With the unofficial start of summer this coming weekend comes the unofficial start to outdoor grilling season. If firing up some burgers and hotdogs is something you'd like to do right here in the city, and you'd like to do it sooner rather than later, we suggest you brush up on the rules (courtesy of Habitat) and, of course, check with your co-op board or building management to see whether they allow it.
[Note: This post was updated on May 22, 2017.]
Here's the gist: In NYC, your grill must be more than 10 feet from anything that can easily catch fire, including building walls, which means in most cases, balcony barbecues are not allowed (and neither is fire-escape grilling). Plus, you need to have immediate access to a fire extinguisher or a water supply when you grill.
Now, when it comes to the types of barbecues, know this:
- Propane is generally a no-no, since the NYC Fuel Gas Code states that you can't store standard backyard propane on a balcony, roof deck, backyard, or in a courtyard. (You can use a propane tank that’s smaller than 16.4 ounces in some cases.)
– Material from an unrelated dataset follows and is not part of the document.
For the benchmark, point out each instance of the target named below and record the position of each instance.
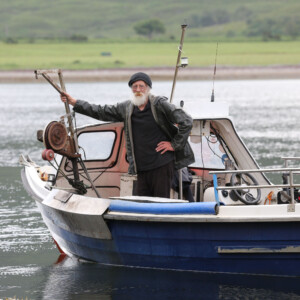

- Natural gas grills can be used, but they have to be made for residential (not commercial) use. And gas lines need to be installed by a NYC-licensed master plumber.
- Cooking with a charcoal barbecue is legal on a terrace or in a backyard—but not on a balcony or roof.
- Electric grills are allowed on balconies, terraces, roofs, or yards, as long as co-op or condo rules allow it. A DOB-licensed electrician should come in to make sure that your outlet can handle a grill.
Still feeling nervous about firing up the barbecue in a city as densely populated as New York? You might be slightly comforted by the fact that any barbecue-related mishaps are probably covered by your third-party liability insurance.